The result is a story that feels fast paced and at times exciting, but the sheer number of characters makes it impossible for the reader to really invest. Halfway through the book I found myself asking why bother? Why am I supposed to care about these characters? Somebody dies and you don’t even blink. Certainly readers will gravitate to a few for different reasons, but overall you’re left cold. You never get a chance to really explore any one character. At the end of the book, Hamilton even introduces a whole new cast whose sole purpose is to manipulate the reader’s feelings when the bombs start flying. It fails because by the time you meet these people, your head’s about ready to explode just trying to remember everybody’s names to that point.
While the cliffhanger conclusion was expected, instead of feeling compelled to read the next book, the huge number of loose ends and unanswered questions only made me feel even more tired. It didn’t help that the fundamental ideas of the story were not that compelling.
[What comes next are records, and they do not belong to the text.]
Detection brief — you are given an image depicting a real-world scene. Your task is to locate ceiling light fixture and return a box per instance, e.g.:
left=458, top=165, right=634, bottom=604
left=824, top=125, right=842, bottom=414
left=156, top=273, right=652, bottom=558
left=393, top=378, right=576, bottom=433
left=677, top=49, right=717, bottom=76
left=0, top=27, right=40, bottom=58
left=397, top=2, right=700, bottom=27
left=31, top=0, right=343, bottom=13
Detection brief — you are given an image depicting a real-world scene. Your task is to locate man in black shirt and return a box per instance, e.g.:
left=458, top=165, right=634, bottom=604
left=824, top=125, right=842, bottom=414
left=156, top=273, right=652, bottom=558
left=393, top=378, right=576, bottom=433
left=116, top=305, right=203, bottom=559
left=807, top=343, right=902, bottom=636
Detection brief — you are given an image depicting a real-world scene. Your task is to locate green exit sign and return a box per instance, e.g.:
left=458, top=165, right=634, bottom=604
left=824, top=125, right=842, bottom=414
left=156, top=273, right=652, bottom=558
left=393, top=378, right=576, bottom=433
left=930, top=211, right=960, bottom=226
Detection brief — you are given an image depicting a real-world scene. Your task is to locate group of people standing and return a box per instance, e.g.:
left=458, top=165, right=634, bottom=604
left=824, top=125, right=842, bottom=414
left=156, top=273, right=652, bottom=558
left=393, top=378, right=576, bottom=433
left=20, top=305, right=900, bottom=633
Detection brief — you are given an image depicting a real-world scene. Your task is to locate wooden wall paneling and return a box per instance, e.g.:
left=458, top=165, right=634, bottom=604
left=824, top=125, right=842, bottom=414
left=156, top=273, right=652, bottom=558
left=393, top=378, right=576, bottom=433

The Primes were interesting, but you don’t meet them until halfway in. The rest of the tech was pretty standard fare.
And while Hamilton’s portrayals of sexuality were not as explicit as those of, say, Iain M. Banks , he still goes way too far for my taste. I found all of it gratuitous, not adding anything to the story. At least Banks’s Use of Weapons ties the sexuality into the fundamental premise of the book. It is possible to portray love and passion without resorting to four-letter words. It’s possible to bring sexuality into a story without making you hope nobody is reading over your shoulder. (I’m looking at you, crazy people reading Fifty Shades on the bus!) And to make it even worse, the dialogue surrounding these scenes is the cheesiest, most unrealistic, and most blatantly adolescent-male-gaze oriented tripe I’ve ever read! There were a few points at the end (Justine and Kazimir are the worst) where I was just howling with laughter. Adele about died as I read some of it to her. I’m sorry, but people just don’t talk like that.
Ooo! I found the best part. Get out your barf bags!
“Where are you going? You’re not going now?” [Justine]
“I have to.” He shrugged, almost blushing. “I hadn’t expected to spend the night.” [Kazimir]
She felt her own cheeks coloring at that. “I want you to spend every night here, Kazimir. I want every night to be like last night. I don’t do this anymore…Damnit, I thought…I didn’t think I could care for someone like this, not anymore. But you…”
“When this is over, when nothing lies between us, I will be yours for as long as you’ll have me.”
“Damnit.” Her eyes were watering.
“Don’t cry. I won’t have my beautiful angel cry for me. I’m not worth it.”
“You are. You are so worth it. You have no idea”
He finished dressing, then held her for a long moment. “I will come back for you,” he promised gravely. “I swear it.”
No joke. Verbatim.
Anyway, overall it’s a perfectly decent sci-fi read, but it’s nothing special. Prepare to expend some mental energy keeping track of everything. I will not be reading the second book nor, methinks, anything else by Mr. Hamilton.